A 75-year-old man was hospitalized due to a stroke. During the hospitalization, he experienced significant difficulty swallowing, which resulted in an aspiration pneumonia. He then developed hypernatremia (high blood sodium levels) requiring close monitoring and treatment with IV fluids.

The patient was hospitalized at an academic hospital early in the academic year. At this institution, all housestaff received training in safe handoffs using a standardized, validated tool (I-PASS), and the electronic health record (EHR) had a dedicated signout template. However, the primary intern caring for the patient was on his first day of the rotation, as was the night cross-cover intern. Before leaving for the day, the primary intern reviewed the overnight plan with his senior resident and attempted to update the signout template in the EHR. He then verbally signed out to the cross-cover intern, asking her to check the patient's sodium level and replete the patient with IV fluids if the sodium was elevated. The cross-cover intern asked for more specific directions around managing the patient's sodium, and the primary intern assured her that the necessary information was in the written signout. The cross-cover intern was already very busy receiving signout from other interns, so she did not specifically review the detailed written instructions with the primary intern.

Later that evening, the patient's sodium level test result returned at 144 mmol/L (the upper limit of normal). The cross-cover intern checked the written signout, which stated "If Na >142 then give 1 liter half normal saline." The cross-cover intern reviewed this plan with her supervising resident, who agreed; she then wrote an order to give the IV fluids as instructed.

The following morning, the primary team returned and received signout from the cross-cover intern. The primary team's senior resident expressed surprise when she was told that IV fluids had been started overnight and remarked, "He was getting volume overloaded yesterday, so we didn't want any fluids started unless he was definitely hypernatremic. A sodium of 144 mmol/L is fine—you shouldn't have done anything." The cross-cover intern was confused and pointed out that she had followed the written signout instructions. On reviewing the written signout, the primary intern realized that he had accidentally printed a copy of the previous day's signout—it had not been updated. The sodium management plan had actually been changed, but this was not reflected in the printed written signout.

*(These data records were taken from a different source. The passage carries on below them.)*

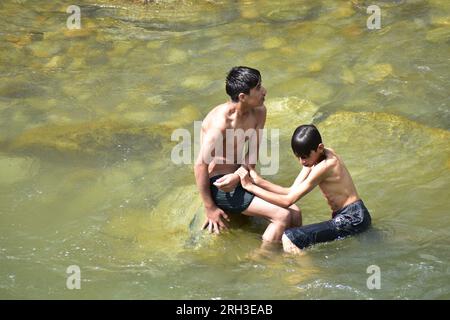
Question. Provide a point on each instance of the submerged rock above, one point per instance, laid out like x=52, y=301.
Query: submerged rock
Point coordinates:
x=306, y=88
x=165, y=230
x=372, y=73
x=392, y=145
x=165, y=15
x=441, y=34
x=91, y=139
x=16, y=169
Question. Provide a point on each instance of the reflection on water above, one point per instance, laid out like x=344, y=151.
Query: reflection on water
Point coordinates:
x=85, y=123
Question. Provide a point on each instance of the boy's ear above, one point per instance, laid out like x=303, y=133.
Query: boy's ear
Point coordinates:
x=320, y=147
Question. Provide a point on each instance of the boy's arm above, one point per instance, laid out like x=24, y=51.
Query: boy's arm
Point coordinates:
x=252, y=156
x=269, y=186
x=296, y=192
x=214, y=214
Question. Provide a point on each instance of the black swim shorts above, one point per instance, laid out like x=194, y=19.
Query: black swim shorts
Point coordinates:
x=235, y=201
x=350, y=220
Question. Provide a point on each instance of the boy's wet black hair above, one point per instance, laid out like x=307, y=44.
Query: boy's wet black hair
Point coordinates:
x=241, y=79
x=305, y=139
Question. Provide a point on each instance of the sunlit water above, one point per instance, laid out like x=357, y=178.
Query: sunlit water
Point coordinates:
x=86, y=118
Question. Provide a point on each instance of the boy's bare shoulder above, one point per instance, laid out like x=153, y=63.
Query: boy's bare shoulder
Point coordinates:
x=216, y=118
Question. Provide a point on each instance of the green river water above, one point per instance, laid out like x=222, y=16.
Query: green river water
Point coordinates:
x=86, y=117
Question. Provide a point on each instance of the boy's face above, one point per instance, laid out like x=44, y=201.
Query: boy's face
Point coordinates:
x=255, y=97
x=313, y=158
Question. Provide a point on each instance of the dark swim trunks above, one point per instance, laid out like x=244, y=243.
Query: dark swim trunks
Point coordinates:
x=235, y=201
x=350, y=220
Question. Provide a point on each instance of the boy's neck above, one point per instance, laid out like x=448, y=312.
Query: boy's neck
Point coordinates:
x=240, y=108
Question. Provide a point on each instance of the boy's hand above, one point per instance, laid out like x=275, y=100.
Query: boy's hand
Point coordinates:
x=255, y=176
x=228, y=182
x=214, y=220
x=245, y=177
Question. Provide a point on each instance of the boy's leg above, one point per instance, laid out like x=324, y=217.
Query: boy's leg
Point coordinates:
x=305, y=236
x=296, y=216
x=280, y=218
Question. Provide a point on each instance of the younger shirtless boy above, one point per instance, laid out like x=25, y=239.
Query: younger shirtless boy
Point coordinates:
x=323, y=167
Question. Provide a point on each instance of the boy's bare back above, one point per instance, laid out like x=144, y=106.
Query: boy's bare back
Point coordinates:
x=337, y=185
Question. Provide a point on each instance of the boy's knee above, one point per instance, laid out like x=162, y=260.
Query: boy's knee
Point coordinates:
x=284, y=217
x=296, y=215
x=288, y=246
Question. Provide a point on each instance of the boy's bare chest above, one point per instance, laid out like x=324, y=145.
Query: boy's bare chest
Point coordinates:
x=247, y=123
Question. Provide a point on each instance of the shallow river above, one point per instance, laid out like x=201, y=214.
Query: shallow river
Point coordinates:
x=86, y=117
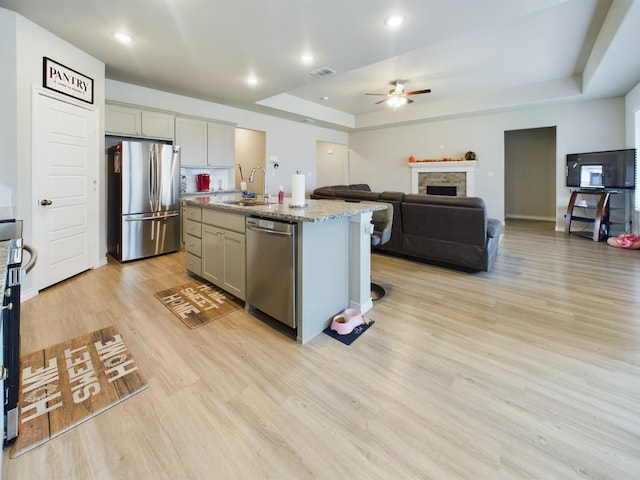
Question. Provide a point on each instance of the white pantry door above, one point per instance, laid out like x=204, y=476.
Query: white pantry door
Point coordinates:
x=65, y=158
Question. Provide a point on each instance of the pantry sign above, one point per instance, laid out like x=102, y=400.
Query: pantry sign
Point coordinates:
x=66, y=80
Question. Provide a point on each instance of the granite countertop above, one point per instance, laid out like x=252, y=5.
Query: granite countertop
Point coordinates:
x=4, y=256
x=210, y=192
x=315, y=211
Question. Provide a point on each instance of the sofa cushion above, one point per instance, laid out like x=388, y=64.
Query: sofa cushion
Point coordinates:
x=453, y=219
x=446, y=230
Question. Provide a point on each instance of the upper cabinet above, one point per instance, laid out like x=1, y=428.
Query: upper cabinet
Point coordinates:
x=205, y=143
x=138, y=122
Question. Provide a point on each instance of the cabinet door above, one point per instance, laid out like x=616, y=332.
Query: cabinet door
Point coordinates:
x=212, y=254
x=157, y=124
x=221, y=146
x=233, y=266
x=191, y=137
x=122, y=120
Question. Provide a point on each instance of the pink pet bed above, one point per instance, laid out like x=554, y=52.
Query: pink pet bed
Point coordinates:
x=345, y=322
x=625, y=240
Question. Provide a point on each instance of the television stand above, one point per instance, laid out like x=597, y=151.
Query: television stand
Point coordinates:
x=594, y=208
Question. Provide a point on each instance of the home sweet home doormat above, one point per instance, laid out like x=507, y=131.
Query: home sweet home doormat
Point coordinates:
x=69, y=383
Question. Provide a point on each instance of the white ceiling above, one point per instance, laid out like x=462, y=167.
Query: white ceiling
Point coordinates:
x=474, y=55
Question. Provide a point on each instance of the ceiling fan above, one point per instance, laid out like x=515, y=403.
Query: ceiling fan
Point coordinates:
x=397, y=96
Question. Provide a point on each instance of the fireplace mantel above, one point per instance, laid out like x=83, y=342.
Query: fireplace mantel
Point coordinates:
x=464, y=166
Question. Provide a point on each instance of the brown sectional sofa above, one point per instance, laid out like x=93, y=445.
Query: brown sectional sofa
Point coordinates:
x=452, y=231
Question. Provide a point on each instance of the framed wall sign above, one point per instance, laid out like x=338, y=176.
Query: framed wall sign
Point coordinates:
x=67, y=81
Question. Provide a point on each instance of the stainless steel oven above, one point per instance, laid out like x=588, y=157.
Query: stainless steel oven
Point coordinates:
x=11, y=238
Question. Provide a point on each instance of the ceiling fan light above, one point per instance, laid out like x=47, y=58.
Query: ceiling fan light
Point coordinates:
x=395, y=101
x=306, y=58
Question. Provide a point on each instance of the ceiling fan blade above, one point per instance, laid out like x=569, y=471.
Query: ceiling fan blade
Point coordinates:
x=419, y=92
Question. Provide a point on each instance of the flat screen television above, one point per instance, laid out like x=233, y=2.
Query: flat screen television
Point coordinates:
x=610, y=169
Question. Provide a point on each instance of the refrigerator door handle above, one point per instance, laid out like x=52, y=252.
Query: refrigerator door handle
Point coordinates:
x=151, y=185
x=150, y=217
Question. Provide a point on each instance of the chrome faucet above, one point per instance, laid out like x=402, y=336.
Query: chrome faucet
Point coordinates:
x=266, y=183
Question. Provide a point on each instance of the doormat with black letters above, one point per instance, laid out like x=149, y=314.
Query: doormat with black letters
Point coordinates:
x=69, y=383
x=198, y=303
x=349, y=338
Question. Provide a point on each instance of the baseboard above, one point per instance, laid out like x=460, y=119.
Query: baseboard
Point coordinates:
x=529, y=217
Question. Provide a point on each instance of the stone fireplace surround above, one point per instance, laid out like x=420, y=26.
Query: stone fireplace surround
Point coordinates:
x=460, y=174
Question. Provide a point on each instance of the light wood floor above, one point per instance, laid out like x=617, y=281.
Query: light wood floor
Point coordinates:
x=530, y=371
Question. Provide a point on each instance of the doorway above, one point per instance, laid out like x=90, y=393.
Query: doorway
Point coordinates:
x=332, y=164
x=530, y=174
x=65, y=158
x=251, y=151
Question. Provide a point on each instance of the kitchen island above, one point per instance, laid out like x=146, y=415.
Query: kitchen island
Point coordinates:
x=332, y=251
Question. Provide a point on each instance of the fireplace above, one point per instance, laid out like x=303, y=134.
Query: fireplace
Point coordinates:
x=448, y=190
x=428, y=177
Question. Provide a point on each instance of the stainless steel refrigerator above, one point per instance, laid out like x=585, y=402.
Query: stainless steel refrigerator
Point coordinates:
x=143, y=212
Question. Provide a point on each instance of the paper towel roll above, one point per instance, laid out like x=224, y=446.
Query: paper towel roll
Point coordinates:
x=297, y=190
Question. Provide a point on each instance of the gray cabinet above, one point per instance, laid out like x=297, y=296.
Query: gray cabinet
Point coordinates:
x=205, y=143
x=192, y=238
x=215, y=248
x=137, y=122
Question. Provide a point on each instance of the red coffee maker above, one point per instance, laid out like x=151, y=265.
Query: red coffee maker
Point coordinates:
x=204, y=182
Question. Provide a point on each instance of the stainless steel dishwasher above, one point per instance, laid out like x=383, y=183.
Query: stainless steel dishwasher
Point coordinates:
x=271, y=268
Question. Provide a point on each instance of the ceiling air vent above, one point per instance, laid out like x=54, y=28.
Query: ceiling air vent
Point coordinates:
x=322, y=72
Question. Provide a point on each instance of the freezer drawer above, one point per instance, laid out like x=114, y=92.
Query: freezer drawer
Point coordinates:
x=145, y=236
x=271, y=268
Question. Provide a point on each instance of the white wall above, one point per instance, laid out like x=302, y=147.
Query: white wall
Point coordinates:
x=294, y=143
x=8, y=102
x=632, y=121
x=379, y=157
x=30, y=43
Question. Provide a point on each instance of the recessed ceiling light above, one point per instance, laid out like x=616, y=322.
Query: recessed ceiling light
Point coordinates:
x=306, y=58
x=394, y=21
x=123, y=37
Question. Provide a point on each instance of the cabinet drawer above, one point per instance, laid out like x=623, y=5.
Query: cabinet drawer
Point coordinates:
x=193, y=245
x=230, y=221
x=193, y=263
x=193, y=213
x=193, y=228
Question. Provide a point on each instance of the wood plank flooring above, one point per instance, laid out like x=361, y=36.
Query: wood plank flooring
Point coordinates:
x=531, y=371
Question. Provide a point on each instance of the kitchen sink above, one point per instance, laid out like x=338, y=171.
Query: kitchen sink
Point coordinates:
x=246, y=202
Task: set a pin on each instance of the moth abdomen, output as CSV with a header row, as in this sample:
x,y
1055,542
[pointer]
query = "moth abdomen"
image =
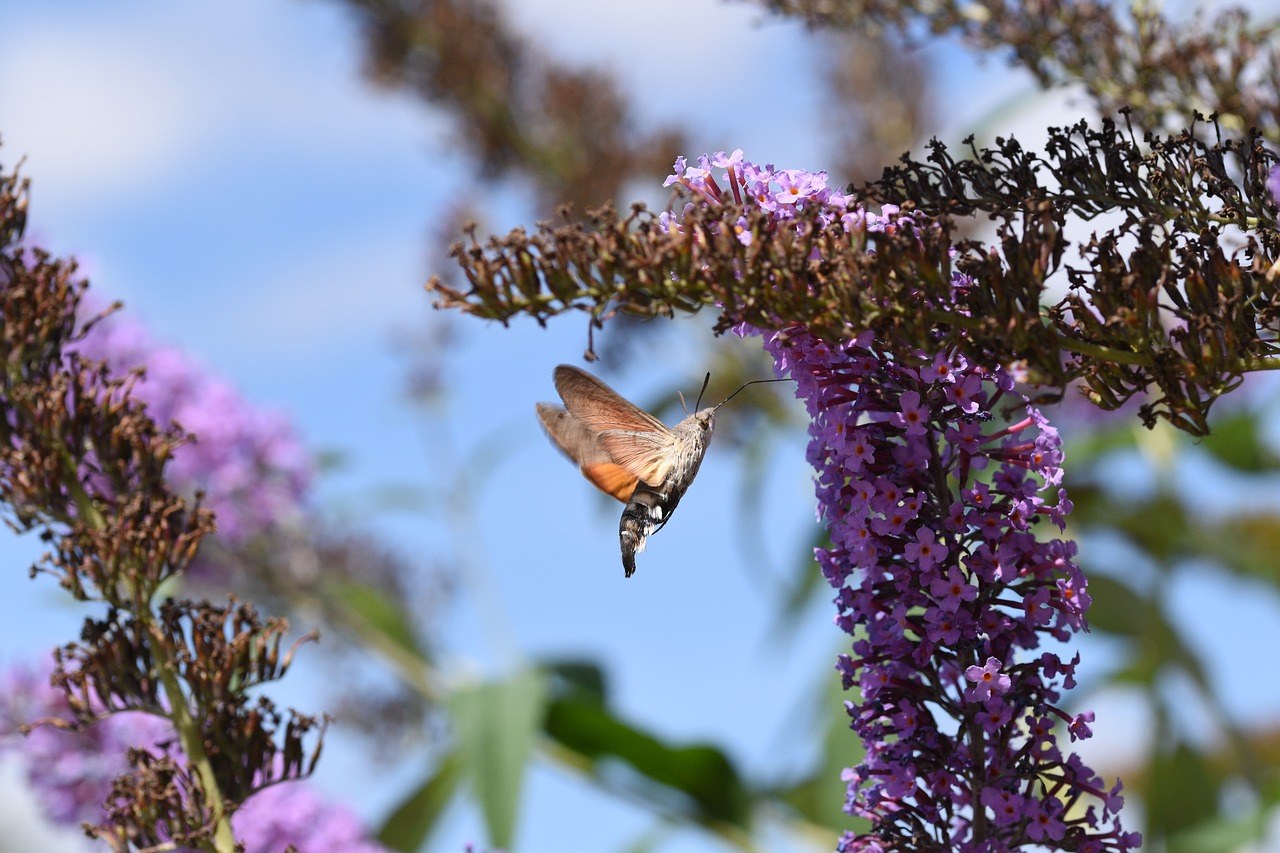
x,y
647,511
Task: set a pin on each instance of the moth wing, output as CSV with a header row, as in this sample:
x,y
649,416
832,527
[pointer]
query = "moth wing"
x,y
584,447
645,455
600,407
631,437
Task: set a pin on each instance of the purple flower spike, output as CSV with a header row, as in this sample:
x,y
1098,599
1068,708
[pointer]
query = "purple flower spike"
x,y
938,574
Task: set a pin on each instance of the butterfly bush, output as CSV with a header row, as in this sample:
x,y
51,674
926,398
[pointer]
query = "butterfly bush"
x,y
71,772
248,463
933,496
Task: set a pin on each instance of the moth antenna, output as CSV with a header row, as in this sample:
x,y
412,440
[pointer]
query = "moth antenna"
x,y
754,382
705,382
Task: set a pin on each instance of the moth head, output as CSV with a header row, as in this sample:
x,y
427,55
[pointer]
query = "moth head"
x,y
707,419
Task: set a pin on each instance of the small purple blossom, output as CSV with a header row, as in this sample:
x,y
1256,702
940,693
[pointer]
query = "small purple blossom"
x,y
987,680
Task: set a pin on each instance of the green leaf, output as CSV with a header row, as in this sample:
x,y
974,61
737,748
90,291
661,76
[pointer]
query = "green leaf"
x,y
496,725
699,780
819,796
375,612
1116,607
1183,792
584,678
411,824
1237,442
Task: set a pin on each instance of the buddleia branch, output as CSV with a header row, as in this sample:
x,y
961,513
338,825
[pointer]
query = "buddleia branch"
x,y
1175,302
82,465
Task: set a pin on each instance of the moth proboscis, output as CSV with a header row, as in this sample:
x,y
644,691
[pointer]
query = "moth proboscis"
x,y
626,452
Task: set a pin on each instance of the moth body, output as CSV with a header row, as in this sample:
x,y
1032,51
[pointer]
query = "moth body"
x,y
626,452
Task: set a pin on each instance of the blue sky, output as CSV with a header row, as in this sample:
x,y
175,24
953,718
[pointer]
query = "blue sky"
x,y
223,168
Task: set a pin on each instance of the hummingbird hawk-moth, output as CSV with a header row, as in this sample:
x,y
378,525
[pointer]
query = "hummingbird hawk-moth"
x,y
627,452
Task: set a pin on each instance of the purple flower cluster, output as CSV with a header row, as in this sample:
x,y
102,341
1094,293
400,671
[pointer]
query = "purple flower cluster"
x,y
72,772
248,463
940,576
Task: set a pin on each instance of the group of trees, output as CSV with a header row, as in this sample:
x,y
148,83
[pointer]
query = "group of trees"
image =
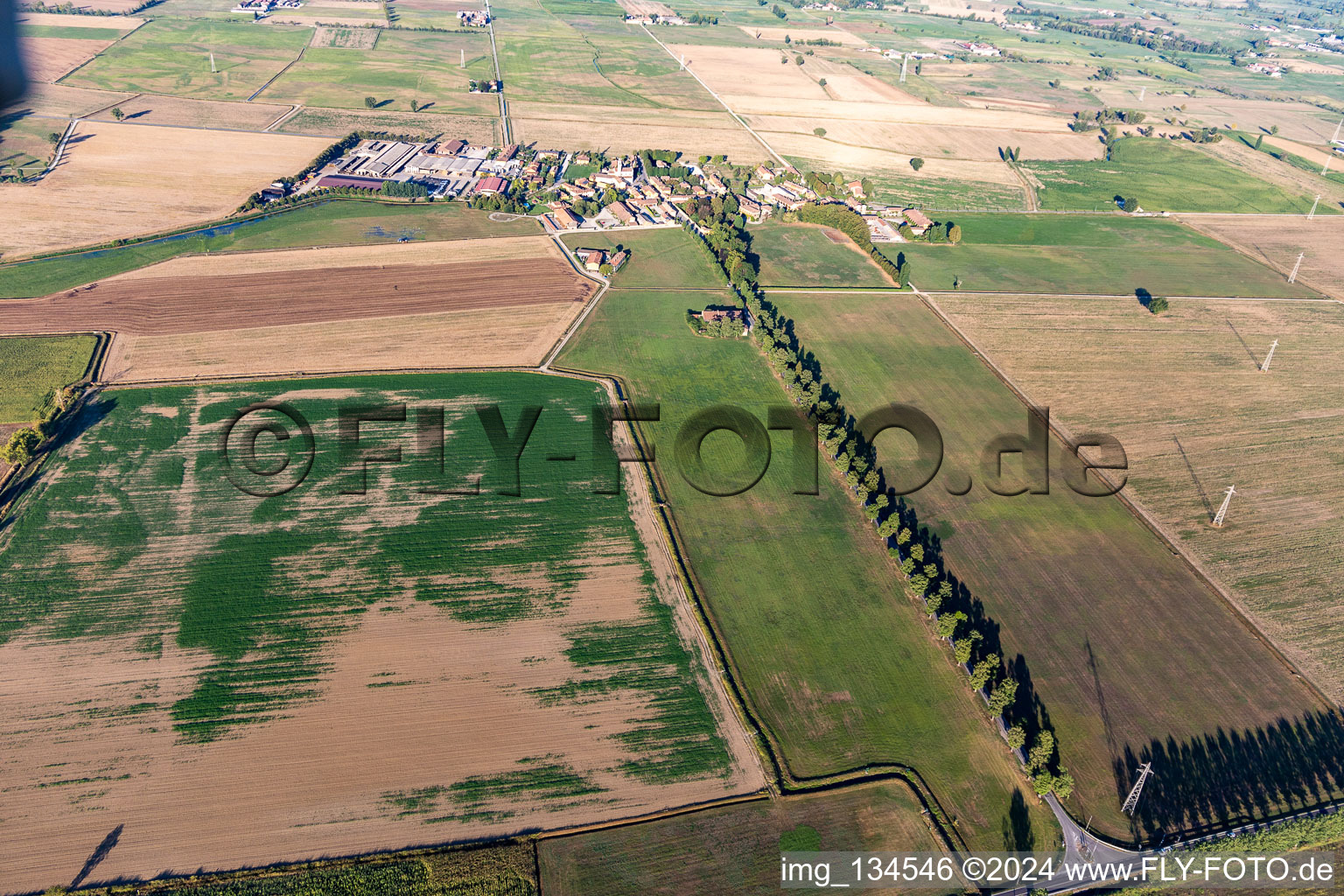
x,y
23,442
918,557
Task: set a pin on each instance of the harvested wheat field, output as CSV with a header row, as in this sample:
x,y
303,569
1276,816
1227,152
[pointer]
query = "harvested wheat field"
x,y
1269,240
150,109
63,20
393,667
1273,436
52,58
324,311
122,165
800,35
934,141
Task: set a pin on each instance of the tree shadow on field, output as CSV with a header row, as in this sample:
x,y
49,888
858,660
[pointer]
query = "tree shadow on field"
x,y
1231,778
70,427
1018,833
104,850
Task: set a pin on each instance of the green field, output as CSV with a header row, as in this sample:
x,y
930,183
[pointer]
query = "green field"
x,y
405,66
1163,176
805,256
657,256
732,850
252,590
172,57
831,652
34,367
1098,612
341,222
579,52
1083,254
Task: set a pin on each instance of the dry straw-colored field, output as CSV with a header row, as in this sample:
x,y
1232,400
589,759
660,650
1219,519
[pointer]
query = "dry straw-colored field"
x,y
1277,243
112,183
150,109
420,722
324,311
52,58
1184,396
800,35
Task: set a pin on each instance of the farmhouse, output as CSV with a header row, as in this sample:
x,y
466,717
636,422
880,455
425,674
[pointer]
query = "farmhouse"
x,y
977,49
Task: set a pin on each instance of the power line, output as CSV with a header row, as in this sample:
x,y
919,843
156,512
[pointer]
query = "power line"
x,y
1222,511
1132,800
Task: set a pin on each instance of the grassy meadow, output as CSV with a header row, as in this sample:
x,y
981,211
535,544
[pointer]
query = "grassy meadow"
x,y
172,57
1090,609
834,655
32,368
735,850
805,256
340,222
1163,176
657,258
1108,254
136,529
403,66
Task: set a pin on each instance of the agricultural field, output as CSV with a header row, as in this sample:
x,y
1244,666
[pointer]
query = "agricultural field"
x,y
812,256
346,309
32,368
584,54
338,122
172,57
1163,176
1054,572
1110,254
1234,424
657,258
403,66
544,630
832,654
491,871
1268,241
734,850
148,109
629,130
341,222
120,165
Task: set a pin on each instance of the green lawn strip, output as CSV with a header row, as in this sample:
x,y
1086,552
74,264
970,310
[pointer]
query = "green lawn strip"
x,y
1054,572
734,850
1163,176
830,649
250,592
805,256
657,256
1105,254
340,222
32,368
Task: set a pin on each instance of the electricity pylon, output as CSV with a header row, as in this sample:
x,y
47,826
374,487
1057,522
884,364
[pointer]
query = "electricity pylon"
x,y
1269,358
1132,800
1222,511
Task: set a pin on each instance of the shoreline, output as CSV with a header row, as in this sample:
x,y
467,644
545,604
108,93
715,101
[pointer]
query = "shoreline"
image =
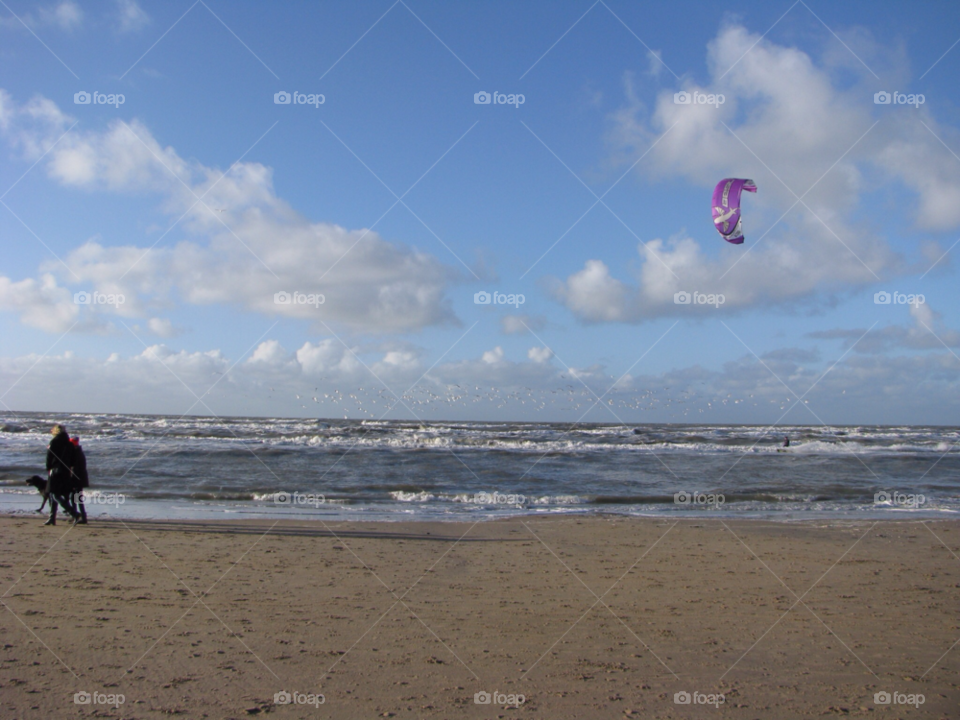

Fortunately, the patient did not experience any adverse consequences as a result of the error. After reviewing the incident, the residency program decided that a senior resident should review the written signout and should be present when interns sign out to each other for the first 3 months of the academic year.

The Commentary

by Kheyandra Lewis, MD, and Glenn Rosenbluth, MD

Effective communication is essential to the delivery of optimal patient care. The critical exchange of information and transfer of patient care responsibility that occurs in handoff is particularly vulnerable to communication errors.(1) Miscommunications, such as omission of data or transfer of inaccurate information due to inadequate handoff, pose a risk to patient safety and have been linked to sentinel events reported to The Joint Commission.(1) Increased recognition of medical errors attributable to poor handoff communication stimulated regulatory bodies to broaden their focus to include this important domain. In 2006, The Joint Commission established a National Patient Safety Goal focused on handoffs.(1) Responding to the increased frequency of resident handoffs created due to duty hours restrictions and a growing research base, in 2011 the Accreditation Council for Graduate Medical Education (ACGME) required residency programs to provide formal training and supervision in handoff communication.(2)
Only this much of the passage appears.